While the case initially seemed to revolve around trademark infringement, it ultimately centred on a different but related area of intellectual property law: industrial design.

Although trademarks are among the most visible forms of industrial property, the two are legally distinct — trademarks protect brand identity, while industrial designs protect the ornamental or aesthetic aspects of a product.

Industrial design concerns the visual appeal of a product — its shape, configuration, patterns, lines, or colours — and how these contribute to both functionality and consumer appeal. It applies to a wide variety of products, from furniture and household items to electronic devices, packaging, jewellery, and even digital user interfaces.

Famous examples of industrial design include the 1950s Vespa scooter, the classic Volkswagen Beetle, Coca-Cola’s contoured bottle, and Apple’s sleek iMac, iPhone, and iPad. These products demonstrate how design contributes to both usability and commercial success.

In Kenya, industrial design rights are protected under the Industrial Property Act, 2001, which focuses exclusively on the ornamental appearance of objects.

For a design to qualify for protection, it must be new and original — meaning it has not been disclosed to the public before the registration date, and is significantly different from existing designs.

Industrial design protection is typically granted for a limited period — often 10 years, sometimes renewable — and offers a range of business benefits.

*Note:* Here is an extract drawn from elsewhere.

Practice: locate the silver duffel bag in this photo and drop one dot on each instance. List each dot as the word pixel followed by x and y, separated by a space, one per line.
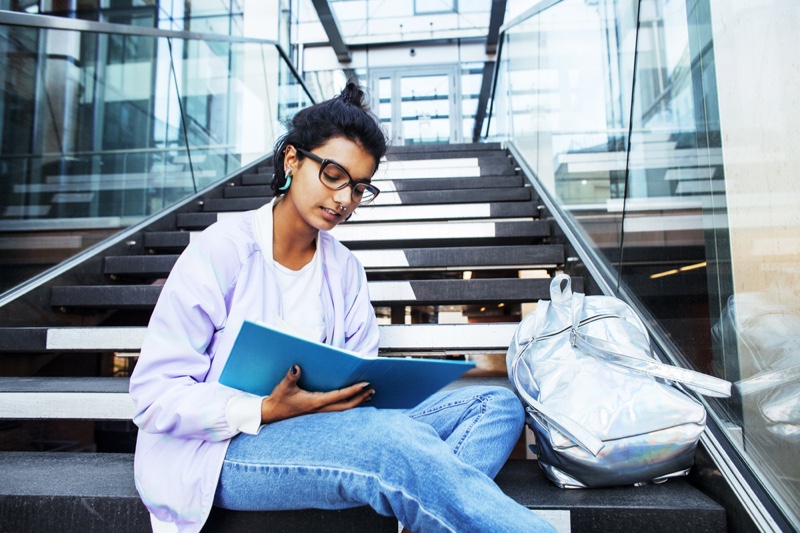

It grants the holder exclusive rights to prevent others from commercially exploiting or copying the design. It can also serve as a valuable branding tool, a source of licensing revenue, and an incentive for continued innovation.

For businesses — particularly small and medium-sized enterprises — protecting industrial designs should be a key part of their intellectual property strategy.

As the Bata-Umoja ruling illustrates, relying solely on goodwill and market recognition is not enough. Without proper registration and protection of design rights, enforcing exclusivity in court can be difficult.